Thursday, January 25, 2007

Let us compare disasters

For subscribers to Developing World Bioethics, there is an interesting online article comparing the responses of the international community to the tsunami in South East Asia in 2004, and to the AIDS epidemic in developing countries. According to the authors, the two responses were unethically different. The tsunami cost 273,000 people their lives, and ten billion dollars was pledged for the recovery efforts. In the same year, 3.1 million people died from HIV/AIDS, and there is a predicted 18 billion dollar shortfall between 2005 and 2007. The authors brush away any attempt to rationalize the differences between the two responses: whatever differences there are between a terrifying natural disaster and a deadly epidemic disease are not ethically relevant differences, and cannot justify why the tsunami relief effort received so much human, material and financial support while the effort to treat and control HIV/AIDS is painfully underfunded.

Maybe some of the differences can be explained like this. The tsunami was a concrete one-day event, even if its knock-on effects will be felt for quite some time. With HIV/AIDS, you are looking at a titanic struggle over generations: unless cures are found, all those who are HIV infected may need antiretroviral treatment and medical care for the remainder of their lives. Since no effective vaccine has been found, much of HIV epidemic control is about increasingly convoluted ways (condoms, microbicides, abstinence, circumcision, fidelity) of preventing people from getting the virus, and therefore found vast resources have to be devoted to saving abstract, 'statistical lives.' The chronic character of AIDS care and the abstract character of HIV prevention may help make AIDS less attractive to donors than a tsunami.

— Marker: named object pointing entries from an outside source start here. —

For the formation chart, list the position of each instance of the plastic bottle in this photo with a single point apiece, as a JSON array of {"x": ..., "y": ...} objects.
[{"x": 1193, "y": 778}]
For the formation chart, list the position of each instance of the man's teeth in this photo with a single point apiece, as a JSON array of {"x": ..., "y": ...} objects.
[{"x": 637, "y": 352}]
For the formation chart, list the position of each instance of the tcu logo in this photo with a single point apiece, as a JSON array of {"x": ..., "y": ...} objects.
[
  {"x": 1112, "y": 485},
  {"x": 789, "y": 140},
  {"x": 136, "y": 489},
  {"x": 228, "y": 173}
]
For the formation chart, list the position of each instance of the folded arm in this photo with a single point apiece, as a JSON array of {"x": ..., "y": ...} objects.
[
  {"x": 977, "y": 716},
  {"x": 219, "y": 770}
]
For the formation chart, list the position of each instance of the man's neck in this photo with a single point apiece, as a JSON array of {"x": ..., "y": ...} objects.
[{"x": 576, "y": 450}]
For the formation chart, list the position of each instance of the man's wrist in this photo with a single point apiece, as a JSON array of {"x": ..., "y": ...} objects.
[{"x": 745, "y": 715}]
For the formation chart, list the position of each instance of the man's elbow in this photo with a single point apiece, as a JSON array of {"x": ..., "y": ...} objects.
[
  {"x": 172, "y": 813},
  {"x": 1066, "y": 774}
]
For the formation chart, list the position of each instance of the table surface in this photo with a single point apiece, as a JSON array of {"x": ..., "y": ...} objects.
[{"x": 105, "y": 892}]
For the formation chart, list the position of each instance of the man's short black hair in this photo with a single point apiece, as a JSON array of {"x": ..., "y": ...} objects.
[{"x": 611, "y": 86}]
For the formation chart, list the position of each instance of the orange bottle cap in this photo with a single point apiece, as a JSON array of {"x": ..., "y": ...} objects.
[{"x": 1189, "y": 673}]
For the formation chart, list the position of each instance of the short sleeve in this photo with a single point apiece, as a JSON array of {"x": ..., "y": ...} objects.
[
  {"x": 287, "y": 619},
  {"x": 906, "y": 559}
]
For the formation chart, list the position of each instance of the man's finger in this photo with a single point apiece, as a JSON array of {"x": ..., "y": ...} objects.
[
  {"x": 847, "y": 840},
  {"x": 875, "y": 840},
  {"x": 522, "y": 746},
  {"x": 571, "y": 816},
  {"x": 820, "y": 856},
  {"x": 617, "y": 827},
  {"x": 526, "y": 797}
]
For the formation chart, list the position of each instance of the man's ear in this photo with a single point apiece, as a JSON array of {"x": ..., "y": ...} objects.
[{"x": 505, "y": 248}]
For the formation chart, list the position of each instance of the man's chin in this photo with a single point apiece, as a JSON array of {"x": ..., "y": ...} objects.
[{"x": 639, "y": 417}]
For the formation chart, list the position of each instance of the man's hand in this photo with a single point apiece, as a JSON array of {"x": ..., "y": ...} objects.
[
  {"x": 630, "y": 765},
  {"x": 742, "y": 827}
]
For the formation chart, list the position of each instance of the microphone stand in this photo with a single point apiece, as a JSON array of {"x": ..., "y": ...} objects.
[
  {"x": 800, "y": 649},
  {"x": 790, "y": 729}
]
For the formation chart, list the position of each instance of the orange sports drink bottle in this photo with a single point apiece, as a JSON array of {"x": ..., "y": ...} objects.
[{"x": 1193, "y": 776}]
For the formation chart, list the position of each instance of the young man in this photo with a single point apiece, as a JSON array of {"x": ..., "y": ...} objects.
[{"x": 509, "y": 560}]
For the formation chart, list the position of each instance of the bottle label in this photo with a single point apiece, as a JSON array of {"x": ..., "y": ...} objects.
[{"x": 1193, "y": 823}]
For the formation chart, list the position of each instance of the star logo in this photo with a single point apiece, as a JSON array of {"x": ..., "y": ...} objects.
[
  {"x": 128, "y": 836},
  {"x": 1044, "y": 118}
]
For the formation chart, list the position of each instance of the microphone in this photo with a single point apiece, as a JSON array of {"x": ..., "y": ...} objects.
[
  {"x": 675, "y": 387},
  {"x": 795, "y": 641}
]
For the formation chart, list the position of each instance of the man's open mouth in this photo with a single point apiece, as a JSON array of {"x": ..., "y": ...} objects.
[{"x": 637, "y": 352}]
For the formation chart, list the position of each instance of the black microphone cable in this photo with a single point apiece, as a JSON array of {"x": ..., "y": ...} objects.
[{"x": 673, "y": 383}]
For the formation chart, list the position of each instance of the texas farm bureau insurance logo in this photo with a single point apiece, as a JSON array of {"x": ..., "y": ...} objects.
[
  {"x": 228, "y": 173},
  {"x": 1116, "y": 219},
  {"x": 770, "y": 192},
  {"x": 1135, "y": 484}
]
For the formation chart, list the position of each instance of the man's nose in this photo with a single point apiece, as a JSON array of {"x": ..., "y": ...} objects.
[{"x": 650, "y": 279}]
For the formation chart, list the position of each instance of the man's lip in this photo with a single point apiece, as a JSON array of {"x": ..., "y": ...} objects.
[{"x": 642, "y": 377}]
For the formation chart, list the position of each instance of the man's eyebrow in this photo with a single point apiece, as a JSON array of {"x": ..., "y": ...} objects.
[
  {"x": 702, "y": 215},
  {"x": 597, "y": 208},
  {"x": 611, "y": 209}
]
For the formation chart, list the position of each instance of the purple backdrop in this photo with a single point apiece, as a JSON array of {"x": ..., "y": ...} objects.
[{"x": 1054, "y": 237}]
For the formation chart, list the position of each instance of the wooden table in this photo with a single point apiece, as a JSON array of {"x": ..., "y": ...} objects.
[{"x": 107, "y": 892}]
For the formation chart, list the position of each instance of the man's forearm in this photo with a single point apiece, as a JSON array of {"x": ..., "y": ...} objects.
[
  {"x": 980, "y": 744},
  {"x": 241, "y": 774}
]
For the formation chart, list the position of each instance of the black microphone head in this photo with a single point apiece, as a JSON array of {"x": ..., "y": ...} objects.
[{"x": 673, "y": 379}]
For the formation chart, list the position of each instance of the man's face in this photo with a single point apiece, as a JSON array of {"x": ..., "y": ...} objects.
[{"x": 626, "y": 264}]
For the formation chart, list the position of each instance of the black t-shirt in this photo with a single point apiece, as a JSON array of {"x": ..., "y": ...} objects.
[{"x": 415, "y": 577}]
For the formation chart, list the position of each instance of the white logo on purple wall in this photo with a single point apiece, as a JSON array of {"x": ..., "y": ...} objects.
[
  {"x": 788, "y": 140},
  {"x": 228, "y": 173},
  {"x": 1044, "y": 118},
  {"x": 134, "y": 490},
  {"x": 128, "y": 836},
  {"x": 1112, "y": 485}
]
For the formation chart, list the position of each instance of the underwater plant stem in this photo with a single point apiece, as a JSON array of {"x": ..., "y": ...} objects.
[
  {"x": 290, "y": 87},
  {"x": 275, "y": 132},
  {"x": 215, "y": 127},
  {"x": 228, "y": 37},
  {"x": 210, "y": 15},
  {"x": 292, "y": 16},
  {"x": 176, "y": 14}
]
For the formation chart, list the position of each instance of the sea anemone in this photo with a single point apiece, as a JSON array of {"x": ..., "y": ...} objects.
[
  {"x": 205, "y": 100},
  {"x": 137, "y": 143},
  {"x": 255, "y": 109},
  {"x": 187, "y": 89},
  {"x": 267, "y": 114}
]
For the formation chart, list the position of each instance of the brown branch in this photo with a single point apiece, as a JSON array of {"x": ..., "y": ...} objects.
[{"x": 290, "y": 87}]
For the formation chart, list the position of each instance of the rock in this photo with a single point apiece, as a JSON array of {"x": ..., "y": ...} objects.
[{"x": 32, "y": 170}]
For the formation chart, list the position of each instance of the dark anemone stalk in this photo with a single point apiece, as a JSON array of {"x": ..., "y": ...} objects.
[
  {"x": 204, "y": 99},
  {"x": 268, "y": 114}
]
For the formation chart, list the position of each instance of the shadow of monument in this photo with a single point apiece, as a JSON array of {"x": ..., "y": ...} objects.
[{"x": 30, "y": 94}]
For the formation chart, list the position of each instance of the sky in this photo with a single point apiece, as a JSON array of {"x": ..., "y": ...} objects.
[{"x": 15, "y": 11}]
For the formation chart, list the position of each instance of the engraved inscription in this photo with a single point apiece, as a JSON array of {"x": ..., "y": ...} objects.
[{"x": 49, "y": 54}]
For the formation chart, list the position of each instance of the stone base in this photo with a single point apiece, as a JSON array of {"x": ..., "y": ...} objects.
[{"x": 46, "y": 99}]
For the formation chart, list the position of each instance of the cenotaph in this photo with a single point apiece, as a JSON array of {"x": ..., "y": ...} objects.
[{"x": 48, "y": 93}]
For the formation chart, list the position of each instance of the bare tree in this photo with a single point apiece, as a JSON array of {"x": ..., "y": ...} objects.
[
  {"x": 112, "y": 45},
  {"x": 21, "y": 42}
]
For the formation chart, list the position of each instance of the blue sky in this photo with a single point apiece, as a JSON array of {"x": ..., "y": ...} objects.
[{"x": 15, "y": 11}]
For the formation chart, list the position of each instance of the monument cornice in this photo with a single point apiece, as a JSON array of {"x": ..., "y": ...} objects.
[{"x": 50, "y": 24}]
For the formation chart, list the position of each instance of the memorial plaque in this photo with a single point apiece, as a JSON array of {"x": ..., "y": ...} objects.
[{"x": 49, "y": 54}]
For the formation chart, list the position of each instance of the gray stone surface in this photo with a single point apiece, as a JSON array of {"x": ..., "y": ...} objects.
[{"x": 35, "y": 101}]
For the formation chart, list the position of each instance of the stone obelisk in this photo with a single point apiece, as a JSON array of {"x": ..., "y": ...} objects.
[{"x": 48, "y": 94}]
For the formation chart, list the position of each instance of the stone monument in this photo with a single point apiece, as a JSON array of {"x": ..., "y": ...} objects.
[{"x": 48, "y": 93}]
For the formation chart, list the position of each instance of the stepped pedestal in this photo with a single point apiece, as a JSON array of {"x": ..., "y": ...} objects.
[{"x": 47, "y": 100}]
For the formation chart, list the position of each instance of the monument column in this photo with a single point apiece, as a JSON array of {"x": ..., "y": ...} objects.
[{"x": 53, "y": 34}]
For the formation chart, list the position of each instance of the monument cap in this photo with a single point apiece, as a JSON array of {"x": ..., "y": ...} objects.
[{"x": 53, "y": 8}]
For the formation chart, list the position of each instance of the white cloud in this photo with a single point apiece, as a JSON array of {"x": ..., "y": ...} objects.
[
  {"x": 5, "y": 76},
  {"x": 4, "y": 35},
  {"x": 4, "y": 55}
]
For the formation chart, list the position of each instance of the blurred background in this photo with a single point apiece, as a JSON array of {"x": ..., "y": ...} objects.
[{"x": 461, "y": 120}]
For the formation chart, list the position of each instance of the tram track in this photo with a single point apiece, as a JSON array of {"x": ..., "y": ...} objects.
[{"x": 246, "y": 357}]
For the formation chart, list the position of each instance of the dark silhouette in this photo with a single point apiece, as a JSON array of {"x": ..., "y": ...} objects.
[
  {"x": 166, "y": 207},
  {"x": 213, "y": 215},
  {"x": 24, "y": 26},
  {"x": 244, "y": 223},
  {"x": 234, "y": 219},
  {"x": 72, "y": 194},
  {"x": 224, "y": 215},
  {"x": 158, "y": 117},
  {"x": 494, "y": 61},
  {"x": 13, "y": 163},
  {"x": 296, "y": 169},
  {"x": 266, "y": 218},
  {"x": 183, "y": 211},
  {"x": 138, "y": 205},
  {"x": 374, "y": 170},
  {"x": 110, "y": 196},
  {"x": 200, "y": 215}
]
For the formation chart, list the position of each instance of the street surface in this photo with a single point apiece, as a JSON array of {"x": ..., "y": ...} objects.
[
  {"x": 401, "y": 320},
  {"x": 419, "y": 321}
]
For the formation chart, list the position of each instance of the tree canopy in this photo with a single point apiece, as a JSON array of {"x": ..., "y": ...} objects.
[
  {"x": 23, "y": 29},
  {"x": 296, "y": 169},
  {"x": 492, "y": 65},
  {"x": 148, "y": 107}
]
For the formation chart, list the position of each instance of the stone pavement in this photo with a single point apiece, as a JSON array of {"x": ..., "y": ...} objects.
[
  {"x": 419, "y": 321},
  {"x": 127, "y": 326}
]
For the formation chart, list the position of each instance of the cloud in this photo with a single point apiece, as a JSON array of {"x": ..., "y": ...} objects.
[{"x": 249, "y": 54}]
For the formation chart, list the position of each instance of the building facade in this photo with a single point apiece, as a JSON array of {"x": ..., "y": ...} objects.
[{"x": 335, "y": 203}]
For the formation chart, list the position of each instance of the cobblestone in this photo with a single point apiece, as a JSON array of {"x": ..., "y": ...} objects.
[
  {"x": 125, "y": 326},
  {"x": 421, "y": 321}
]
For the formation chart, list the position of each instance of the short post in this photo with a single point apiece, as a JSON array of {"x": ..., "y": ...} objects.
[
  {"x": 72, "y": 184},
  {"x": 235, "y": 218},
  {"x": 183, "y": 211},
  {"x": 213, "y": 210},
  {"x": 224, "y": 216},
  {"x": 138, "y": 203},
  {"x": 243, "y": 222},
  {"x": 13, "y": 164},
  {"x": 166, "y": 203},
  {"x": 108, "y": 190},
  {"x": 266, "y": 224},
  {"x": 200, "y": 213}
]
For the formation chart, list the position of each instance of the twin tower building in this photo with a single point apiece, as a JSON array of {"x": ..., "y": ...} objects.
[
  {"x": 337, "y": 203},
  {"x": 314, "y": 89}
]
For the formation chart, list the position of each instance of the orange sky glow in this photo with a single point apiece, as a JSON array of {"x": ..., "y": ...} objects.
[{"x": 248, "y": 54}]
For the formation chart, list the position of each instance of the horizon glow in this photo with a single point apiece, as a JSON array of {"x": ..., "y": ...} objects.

But the more fundamental issue is: how rational are communal ethical responses to disasters and crises, and how rational can we reasonably expect them to be? Consider the humanitarian responses in the United States in the wake of 9-11: vast resources were donated and allocated for an event that cost the lives of about 1% of the people who died in the Asian tsunami. Was this wrong? The donations of blood, time and money were at least partly expressions of grief and feelings of powerlessness, and not the result of an economic calculus. Can we be expected to make rational calculations about how much (or how little) should be spent on a given crisis, relative to other crises, in the general scheme of things? Should a panel of experts -- a kind of international crisis management team -- be convened to objectively allocate levels of resources to disasters, on the basis of dollars per death?